LPI established a reputation as the market's low-cost leader through its longtime practice of offering its hosted MSP platform for $60 per customer site license per month. In February, LPI lowered its price to $15, putting pressure on rivals such as N-able, Kaseya, SilverBack Technologies, AdventNet and Cittio. And then in May, LPI trimmed its entry price to $5, triggering an all-out price war in the MSP platform arena.

Yet LPI's position as the MSP low-price leader has come under question. Some solution providers said that in January, LPI quietly began requiring up-front payments ranging from $2,500 to $7,000, which canceled out the low entry-level pricing that the vendor had been promoting. Briese, whose firm ran LPI for years at the price of $60 per month per customer site, said problems plagued the LPI service, which often had difficulty reading the status of network devices. So in late 2005, Briese Computers began to take MSP customers off LPI and move them to Microsoft Operations Manager, which also could perform remote monitoring, he said.

During that time, LPI introduced version 5.1 of its MSP platform, which was billed as a fix to many of the problems that plagued earlier versions, according to Briese. When Briese approached LPI to upgrade, he was told that the pricing had changed and he needed to pay $1,250 for LPI's Service Center management console plus buy a minimum of 10 site licenses up front.

"I never received an announcement about that [price increase]. They never sent me anything explaining that," Briese said.

LPI didn't publicly announce the pricing change, said Dan Wensley, vice president of partner development at the Ottawa-based company. "We just kind of overlooked it, or the issue got buried," he said.

LPI's changes require a new partner to pay $2,499 up front for the vendor's Server Center management console and buy three one-year customer site licenses instead of paying $60 per month per customer. "We were bringing on partners for just $60. But we found that wasn't in the best interest of the partners, and it wasn't in the best interest of LPI," Wensley said. "It was such a low commitment that people were just coming on and then going off, and those who did that were just burning up resources."

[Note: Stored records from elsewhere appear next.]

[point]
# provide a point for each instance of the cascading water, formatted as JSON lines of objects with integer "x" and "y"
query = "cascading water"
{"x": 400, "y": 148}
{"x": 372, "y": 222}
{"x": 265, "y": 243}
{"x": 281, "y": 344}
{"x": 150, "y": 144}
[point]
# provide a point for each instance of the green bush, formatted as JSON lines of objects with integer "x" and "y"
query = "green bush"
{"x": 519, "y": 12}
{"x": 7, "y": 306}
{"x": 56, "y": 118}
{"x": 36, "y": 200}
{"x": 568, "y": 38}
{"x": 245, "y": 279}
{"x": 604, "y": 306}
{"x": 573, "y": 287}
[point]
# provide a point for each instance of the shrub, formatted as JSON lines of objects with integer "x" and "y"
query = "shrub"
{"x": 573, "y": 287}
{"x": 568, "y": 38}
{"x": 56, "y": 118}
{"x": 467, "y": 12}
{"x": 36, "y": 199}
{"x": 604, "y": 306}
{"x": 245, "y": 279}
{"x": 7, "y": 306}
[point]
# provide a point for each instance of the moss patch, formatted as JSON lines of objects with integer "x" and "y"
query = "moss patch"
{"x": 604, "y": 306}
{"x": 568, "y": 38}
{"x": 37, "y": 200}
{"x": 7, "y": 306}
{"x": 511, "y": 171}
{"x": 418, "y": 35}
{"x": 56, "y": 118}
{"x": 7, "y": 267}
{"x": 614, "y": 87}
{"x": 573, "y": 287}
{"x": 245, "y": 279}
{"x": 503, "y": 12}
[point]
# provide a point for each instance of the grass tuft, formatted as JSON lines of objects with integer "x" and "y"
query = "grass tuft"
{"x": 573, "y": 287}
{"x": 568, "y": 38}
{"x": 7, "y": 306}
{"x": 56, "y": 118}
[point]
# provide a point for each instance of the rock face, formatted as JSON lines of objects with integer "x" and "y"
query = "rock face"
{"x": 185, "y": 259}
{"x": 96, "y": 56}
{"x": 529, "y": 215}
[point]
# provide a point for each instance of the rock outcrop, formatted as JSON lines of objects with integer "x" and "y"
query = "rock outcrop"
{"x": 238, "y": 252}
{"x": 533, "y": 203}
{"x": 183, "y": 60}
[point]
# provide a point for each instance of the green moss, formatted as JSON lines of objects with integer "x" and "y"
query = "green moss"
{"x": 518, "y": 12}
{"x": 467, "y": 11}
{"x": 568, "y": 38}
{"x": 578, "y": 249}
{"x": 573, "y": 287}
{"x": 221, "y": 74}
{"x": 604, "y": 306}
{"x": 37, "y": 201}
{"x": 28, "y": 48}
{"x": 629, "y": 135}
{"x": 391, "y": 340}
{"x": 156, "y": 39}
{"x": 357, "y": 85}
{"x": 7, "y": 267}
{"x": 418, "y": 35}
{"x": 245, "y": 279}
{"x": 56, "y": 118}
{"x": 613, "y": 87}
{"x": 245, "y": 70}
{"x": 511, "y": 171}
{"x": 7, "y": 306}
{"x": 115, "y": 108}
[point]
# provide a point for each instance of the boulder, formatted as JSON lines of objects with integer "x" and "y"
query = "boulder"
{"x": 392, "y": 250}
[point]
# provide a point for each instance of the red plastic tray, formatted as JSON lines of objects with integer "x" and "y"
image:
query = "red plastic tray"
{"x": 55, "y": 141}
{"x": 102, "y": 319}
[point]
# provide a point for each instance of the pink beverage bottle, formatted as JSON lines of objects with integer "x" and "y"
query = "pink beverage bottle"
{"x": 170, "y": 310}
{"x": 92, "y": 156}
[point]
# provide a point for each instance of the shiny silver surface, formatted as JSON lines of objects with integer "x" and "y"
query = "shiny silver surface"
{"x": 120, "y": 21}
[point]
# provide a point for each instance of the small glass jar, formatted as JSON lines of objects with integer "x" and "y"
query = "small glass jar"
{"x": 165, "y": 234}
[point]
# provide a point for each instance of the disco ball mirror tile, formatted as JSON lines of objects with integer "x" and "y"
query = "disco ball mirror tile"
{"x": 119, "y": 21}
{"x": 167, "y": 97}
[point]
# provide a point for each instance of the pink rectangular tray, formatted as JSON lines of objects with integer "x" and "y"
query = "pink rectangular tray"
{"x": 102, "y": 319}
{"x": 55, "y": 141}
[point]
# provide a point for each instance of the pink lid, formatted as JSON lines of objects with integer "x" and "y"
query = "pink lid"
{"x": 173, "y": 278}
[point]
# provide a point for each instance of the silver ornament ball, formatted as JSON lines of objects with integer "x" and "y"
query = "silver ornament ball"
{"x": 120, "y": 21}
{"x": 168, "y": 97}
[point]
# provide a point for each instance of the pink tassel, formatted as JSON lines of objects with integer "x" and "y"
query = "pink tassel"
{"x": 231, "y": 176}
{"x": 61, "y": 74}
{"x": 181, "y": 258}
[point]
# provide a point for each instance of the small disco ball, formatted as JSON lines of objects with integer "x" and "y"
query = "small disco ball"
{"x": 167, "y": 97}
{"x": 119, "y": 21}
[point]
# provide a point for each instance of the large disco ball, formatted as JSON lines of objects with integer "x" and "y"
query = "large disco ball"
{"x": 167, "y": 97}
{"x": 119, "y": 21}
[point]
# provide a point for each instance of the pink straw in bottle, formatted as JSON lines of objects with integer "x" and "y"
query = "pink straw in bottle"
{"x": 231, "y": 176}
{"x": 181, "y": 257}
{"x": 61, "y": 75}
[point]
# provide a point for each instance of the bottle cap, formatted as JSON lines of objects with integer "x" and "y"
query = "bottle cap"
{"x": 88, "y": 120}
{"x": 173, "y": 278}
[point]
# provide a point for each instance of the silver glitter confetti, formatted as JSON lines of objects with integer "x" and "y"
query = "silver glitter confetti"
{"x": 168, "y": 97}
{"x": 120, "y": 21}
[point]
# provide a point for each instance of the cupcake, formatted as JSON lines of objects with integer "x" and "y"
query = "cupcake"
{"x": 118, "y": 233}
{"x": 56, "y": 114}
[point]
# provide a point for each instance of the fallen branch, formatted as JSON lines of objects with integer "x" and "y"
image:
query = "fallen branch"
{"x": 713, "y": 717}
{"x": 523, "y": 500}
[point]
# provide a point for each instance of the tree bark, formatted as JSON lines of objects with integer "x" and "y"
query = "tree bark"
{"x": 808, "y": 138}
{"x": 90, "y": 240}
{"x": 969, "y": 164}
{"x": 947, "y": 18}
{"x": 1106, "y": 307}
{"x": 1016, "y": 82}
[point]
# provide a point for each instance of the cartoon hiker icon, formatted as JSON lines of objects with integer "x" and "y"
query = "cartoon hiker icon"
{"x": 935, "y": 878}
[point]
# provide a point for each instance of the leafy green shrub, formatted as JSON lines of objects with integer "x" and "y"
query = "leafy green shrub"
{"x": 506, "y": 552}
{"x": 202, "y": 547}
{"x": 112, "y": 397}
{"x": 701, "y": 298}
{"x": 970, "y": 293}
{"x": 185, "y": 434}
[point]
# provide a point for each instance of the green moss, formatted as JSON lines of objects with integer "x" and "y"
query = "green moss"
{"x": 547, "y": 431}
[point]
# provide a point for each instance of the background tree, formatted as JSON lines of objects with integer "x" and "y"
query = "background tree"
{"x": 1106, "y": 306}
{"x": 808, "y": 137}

Richard Rogers, senior consulting engineer at Swat Systems, a solution provider and MSP in Seattle, said he came on board as an LPI partner last year, just before the vendor added the startup costs to its pricing model.

"We could have afforded the higher price [of the new pricing model], but a higher price probably would have made us look more at other options," Rogers said.

Swat is working with several smaller IT consulting firms in the Seattle area that are looking to resell its LPI MSP service, because LPI's entry-level pricing has become too expensive, Rogers said.